Software developed and then deployed in a real world environment is inevitable to exhibit some undesirable behavior. Therefore, developers need to provide maintenance facilities to enable the bugs causing the undesirable behavior to be fixed. However, prior to fixing the bug, the suspicious part of the code needs to be identified. For this purpose, they usually perform fault localization. This can be done manually as well as automatically. Several techniques exist in the literature for fault localization. However, most of them are static based techniques because they do not depend on a specific programming language along with the possibility to work on underdeveloped software and some other benefits.
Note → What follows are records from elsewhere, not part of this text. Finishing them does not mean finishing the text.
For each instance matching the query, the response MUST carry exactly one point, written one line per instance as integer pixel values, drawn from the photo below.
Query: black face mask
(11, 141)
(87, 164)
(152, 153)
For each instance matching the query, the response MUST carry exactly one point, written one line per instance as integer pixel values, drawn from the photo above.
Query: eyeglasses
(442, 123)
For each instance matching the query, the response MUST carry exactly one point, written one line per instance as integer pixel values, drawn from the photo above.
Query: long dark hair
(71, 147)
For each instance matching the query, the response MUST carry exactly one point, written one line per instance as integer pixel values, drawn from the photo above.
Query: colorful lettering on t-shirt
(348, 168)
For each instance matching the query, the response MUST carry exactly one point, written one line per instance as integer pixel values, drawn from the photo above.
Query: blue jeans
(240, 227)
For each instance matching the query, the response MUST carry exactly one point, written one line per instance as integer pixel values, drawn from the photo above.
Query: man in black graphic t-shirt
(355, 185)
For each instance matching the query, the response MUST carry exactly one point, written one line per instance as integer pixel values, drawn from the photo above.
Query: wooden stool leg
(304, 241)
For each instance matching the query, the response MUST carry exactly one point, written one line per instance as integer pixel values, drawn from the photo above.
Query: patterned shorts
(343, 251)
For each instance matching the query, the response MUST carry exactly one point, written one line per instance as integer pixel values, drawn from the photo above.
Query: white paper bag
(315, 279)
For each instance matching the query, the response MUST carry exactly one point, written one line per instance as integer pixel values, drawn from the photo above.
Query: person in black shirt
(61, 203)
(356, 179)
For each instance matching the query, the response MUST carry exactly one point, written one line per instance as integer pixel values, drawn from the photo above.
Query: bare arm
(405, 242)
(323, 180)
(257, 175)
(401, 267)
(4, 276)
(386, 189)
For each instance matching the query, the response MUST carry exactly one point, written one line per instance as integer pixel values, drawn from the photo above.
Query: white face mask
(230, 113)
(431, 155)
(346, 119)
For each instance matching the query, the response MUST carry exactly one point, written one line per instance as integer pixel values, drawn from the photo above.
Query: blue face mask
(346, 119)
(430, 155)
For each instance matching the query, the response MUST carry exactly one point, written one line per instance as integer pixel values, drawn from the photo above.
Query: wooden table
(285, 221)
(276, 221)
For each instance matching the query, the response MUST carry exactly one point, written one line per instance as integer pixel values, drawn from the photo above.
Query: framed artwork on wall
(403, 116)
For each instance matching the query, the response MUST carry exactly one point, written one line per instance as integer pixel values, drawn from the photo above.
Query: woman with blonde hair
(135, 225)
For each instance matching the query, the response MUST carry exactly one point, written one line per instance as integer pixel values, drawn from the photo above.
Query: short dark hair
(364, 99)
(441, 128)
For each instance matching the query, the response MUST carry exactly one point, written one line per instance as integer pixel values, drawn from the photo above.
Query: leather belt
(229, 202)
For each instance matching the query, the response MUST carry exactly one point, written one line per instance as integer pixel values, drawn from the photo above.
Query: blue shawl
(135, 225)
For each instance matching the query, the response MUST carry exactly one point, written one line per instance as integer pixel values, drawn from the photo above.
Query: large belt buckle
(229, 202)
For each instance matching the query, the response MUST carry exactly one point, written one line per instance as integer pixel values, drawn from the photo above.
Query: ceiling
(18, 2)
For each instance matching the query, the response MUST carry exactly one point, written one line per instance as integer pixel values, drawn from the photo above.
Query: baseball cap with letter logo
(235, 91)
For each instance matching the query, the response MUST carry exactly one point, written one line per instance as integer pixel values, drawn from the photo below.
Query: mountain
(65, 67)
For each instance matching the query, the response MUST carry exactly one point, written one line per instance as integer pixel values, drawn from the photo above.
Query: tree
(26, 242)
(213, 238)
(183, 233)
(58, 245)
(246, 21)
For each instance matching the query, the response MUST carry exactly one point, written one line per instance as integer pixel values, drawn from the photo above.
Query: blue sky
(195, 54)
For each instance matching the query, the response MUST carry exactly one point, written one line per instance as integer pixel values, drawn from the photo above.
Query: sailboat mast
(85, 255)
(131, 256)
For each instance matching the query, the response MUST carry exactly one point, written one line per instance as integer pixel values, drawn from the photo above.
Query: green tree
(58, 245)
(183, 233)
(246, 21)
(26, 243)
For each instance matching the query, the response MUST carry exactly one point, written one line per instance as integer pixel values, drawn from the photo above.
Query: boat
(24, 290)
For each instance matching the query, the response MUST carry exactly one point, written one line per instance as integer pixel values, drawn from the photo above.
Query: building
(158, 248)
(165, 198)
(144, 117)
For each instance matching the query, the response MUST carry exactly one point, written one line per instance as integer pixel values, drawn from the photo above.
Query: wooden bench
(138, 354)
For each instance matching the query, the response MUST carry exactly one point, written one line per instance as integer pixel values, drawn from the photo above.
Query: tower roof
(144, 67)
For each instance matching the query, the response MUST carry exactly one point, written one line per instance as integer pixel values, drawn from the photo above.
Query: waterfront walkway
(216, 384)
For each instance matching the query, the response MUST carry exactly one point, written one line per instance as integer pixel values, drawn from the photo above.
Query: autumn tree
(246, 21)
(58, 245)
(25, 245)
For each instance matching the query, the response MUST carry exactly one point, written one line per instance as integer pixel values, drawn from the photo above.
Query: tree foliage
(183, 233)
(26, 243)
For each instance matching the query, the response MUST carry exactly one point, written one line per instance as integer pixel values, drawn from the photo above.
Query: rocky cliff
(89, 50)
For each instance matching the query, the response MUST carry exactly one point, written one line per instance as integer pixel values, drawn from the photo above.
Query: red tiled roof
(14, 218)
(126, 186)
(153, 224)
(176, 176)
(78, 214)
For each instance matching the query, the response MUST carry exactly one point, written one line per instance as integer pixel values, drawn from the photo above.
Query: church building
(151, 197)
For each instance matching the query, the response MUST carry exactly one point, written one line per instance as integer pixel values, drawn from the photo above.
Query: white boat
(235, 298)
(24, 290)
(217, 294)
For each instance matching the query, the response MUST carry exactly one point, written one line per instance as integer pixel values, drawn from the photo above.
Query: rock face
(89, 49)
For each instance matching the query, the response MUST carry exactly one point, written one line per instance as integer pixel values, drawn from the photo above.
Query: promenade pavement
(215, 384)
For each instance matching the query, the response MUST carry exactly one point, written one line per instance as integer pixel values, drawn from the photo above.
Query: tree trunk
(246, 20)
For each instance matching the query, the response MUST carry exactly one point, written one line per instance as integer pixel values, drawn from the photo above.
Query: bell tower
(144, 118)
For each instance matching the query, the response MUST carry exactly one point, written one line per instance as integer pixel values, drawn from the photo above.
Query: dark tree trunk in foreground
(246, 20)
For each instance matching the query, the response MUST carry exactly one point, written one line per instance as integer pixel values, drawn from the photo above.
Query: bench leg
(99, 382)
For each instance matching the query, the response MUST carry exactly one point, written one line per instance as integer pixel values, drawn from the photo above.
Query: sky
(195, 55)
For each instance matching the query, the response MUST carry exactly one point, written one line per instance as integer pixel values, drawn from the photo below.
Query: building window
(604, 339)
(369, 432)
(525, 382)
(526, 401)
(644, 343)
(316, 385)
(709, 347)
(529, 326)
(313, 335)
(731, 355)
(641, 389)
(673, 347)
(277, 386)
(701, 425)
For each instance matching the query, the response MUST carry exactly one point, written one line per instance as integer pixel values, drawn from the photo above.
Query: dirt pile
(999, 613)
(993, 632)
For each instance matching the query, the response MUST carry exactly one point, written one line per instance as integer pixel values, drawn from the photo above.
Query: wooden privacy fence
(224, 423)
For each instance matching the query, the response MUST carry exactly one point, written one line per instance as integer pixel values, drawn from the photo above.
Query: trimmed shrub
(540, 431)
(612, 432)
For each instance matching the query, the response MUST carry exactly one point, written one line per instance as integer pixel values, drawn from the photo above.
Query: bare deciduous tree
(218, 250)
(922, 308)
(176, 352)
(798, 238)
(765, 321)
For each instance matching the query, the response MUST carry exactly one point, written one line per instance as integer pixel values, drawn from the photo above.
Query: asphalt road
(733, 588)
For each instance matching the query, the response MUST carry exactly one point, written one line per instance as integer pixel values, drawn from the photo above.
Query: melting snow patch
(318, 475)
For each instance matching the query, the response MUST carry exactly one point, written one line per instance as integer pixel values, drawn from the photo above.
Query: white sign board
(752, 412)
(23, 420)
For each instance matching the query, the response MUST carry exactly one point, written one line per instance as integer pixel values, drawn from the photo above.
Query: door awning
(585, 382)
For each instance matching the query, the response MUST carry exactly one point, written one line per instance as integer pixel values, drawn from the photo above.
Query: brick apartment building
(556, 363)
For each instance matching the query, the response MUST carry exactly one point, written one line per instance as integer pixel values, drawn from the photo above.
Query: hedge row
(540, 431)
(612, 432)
These techniques are largely based on lexical matching of terms which leads to mismatch of terms, large precision value because of limited vocabulary of a programming language and some techniques consider the semantics but it is computationally expensive to localize faults through this. In this paper we have proposed a fault localization technique which is based on the machine learning concept of word embedding. Our proposed approach aims at looking at the relatedness between the bug terms and source code artifact. We mined the bug repositories and software change repositories to train the word embedding model on the mined repositories data. On the arrival of a new bug, the cluster of the bugs from the model is searched and the files from the software change repositories are retrieved which are used for fixing those bugs. We have compared the results of our approach with the latest technique proposed in year 2018 Pointwise Mutual Information (PMI) and Normalized Google Distance (NGD) which consider the context and also with existing lexical techniques Vector Space Model (VSM) and the semantic based method Latent Semantic Indexing (LSI). We have used the benchmark dataset “MoreBugs” which has been widely used in this domain. The results show that our approach outperforms other techniques.